Listening to The Dan Le Batard Show today, he read Tweets (or perhaps comments from another source) such as (paraphrasing):
- "I didn't serve my country only to have people come here and not speak English."
- "They're singing in the language of terrorists."
- "I'm boycotting Coke!"
- "They should sing in American!"
Yes, Coca-Cola wants English-speaking Americans to drink Coke. But it also wants the growing number of non-English-speaking to drink Coke. If a few of the English-speaking Americans are offended, and will boycott Coke for the crime of recruiting more customers, the Coca-Cola company can live with that. It'll come out ahead.
Whether or not Coke's beautiful message of diversity springs from humanitarianism, or is a marketing ploy, even those offended by it must admit it's been around for a long time:
Somehow, this message of peace, love, and understanding works for Coke. When Coca-Cola looks at you, it doesn't think of you in terms of your skin color, your language, your religion, or even your nationality:
Instead, it views you as a potential customer.

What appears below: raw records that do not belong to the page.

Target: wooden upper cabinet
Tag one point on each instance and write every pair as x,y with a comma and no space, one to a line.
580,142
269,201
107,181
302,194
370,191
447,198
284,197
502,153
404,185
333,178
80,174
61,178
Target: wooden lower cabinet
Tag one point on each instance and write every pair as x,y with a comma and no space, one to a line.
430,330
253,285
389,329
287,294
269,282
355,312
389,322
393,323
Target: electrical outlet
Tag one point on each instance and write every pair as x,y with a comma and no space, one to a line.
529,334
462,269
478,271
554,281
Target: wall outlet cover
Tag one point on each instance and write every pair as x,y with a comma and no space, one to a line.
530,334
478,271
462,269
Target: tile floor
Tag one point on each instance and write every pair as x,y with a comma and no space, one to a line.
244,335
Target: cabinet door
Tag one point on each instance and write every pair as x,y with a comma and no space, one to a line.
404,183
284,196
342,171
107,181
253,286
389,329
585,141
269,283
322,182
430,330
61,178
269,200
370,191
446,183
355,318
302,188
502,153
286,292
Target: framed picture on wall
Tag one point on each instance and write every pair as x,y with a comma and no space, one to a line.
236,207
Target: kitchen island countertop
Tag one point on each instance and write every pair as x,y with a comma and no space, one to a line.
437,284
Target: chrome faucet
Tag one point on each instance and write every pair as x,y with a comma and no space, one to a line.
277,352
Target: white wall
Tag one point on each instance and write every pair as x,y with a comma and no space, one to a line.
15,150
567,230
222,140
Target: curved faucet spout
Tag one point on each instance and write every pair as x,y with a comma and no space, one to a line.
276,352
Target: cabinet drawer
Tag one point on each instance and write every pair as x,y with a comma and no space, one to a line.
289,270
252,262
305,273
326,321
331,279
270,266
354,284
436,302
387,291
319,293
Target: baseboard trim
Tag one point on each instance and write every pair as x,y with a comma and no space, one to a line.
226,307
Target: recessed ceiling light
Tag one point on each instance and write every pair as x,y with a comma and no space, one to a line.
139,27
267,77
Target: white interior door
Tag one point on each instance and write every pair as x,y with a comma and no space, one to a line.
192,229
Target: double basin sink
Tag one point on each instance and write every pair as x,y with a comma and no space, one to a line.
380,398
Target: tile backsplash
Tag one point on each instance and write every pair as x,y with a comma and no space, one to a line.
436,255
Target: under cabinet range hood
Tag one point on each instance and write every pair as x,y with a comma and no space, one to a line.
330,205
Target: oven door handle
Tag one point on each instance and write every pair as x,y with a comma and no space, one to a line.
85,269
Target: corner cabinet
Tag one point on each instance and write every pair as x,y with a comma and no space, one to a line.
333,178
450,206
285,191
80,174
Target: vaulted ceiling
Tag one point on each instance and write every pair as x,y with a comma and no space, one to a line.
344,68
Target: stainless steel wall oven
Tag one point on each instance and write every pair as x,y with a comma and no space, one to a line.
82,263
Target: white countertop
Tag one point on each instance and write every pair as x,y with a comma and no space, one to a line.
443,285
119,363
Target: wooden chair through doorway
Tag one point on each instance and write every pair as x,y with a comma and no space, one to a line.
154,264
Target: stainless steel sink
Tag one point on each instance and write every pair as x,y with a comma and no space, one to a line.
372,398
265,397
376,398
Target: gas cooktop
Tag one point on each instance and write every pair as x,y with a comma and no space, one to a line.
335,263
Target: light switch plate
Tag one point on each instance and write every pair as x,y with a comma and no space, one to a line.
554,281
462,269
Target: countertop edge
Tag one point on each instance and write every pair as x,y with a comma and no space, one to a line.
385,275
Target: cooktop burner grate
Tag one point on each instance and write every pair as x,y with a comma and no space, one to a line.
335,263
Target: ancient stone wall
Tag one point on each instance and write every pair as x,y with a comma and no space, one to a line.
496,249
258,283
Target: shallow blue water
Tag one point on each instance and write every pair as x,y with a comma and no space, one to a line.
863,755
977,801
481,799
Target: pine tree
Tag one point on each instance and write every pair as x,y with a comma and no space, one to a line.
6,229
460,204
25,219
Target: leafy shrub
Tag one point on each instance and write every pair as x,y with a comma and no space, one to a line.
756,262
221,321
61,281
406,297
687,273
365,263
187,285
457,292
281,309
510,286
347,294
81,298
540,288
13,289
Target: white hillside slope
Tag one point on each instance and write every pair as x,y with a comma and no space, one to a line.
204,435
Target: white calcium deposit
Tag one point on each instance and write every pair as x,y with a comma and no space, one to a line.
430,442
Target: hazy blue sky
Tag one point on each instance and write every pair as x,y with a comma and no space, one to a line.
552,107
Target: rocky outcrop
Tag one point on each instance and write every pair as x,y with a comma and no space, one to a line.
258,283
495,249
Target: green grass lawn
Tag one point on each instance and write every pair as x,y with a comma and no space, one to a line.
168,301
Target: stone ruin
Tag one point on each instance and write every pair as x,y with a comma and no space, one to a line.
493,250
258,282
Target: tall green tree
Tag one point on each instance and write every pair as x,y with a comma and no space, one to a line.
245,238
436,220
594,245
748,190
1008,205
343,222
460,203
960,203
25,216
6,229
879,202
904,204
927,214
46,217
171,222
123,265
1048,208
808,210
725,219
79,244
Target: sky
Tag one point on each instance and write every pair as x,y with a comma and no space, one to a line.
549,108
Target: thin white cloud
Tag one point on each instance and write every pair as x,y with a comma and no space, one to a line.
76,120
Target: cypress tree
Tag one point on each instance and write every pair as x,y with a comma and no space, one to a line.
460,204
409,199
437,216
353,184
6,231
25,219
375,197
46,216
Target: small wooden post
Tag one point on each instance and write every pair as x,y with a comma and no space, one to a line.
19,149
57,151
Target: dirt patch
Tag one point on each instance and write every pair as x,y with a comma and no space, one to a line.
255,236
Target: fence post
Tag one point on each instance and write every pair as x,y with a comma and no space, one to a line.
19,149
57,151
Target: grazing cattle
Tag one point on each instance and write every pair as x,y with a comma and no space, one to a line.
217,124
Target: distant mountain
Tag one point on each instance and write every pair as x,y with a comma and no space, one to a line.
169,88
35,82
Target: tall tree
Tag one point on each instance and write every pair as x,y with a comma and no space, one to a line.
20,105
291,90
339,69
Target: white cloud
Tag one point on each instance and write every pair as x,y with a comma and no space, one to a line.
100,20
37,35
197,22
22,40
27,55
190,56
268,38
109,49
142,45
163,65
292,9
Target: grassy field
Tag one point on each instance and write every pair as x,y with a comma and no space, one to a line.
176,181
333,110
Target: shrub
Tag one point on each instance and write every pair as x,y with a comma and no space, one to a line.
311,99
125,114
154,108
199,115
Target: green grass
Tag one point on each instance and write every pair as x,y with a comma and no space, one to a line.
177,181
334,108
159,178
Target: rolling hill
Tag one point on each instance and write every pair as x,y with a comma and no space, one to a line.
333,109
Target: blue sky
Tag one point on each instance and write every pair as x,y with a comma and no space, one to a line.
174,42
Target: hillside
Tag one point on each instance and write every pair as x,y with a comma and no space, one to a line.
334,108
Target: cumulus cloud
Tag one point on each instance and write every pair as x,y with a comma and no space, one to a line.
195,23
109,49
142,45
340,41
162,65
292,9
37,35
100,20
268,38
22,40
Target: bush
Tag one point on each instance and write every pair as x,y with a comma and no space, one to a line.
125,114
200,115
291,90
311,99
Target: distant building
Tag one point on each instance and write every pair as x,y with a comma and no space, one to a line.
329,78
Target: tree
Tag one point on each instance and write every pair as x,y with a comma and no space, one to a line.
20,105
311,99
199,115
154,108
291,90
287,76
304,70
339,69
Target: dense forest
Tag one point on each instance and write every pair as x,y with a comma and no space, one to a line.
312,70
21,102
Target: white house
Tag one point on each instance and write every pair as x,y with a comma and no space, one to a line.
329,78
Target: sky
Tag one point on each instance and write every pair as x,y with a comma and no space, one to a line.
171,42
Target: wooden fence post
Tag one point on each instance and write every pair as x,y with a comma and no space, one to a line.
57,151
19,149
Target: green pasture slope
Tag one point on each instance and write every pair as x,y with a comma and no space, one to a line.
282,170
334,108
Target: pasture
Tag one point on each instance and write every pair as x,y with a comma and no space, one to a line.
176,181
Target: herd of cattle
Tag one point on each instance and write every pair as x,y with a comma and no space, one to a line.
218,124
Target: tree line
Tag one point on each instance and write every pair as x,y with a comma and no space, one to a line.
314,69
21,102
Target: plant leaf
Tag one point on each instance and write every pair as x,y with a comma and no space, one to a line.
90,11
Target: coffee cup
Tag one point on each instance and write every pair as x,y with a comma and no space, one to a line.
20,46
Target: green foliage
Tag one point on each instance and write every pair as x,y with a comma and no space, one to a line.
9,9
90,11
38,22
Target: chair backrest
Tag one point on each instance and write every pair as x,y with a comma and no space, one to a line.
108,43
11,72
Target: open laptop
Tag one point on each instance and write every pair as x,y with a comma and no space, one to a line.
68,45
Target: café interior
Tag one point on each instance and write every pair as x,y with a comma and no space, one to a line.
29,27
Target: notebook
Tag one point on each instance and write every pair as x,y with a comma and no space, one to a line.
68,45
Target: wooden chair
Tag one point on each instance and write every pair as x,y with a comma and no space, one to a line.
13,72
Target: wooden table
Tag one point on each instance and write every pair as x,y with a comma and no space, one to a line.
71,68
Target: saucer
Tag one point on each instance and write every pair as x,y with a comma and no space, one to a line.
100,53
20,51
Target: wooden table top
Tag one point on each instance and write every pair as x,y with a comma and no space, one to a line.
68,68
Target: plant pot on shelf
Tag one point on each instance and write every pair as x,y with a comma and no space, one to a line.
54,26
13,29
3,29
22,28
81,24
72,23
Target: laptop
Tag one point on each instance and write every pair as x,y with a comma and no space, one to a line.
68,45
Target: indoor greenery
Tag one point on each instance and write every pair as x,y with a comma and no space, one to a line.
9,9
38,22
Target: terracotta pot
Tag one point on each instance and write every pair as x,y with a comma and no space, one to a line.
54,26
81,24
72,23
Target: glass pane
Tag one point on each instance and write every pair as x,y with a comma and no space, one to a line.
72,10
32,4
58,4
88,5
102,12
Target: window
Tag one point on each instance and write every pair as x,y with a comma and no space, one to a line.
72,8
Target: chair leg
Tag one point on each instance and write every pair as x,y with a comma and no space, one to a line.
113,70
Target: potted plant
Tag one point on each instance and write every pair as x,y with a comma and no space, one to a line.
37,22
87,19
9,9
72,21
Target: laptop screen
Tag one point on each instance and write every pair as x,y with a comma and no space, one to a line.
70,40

It's about as high a status as there is in the world. Individuals divided and treated according to categories such as language, nationality, religion, and skin color really don't have much power at all to stop how they're being treated, precisely because they're treated as a member of a group, instead of as as individuals. But individuals treated as customers have power. They can accept or reject what's offered them. They must be satisfied.
For whatever Coke's faults, the company understands this, as illustrated by the three beautiful commercials above.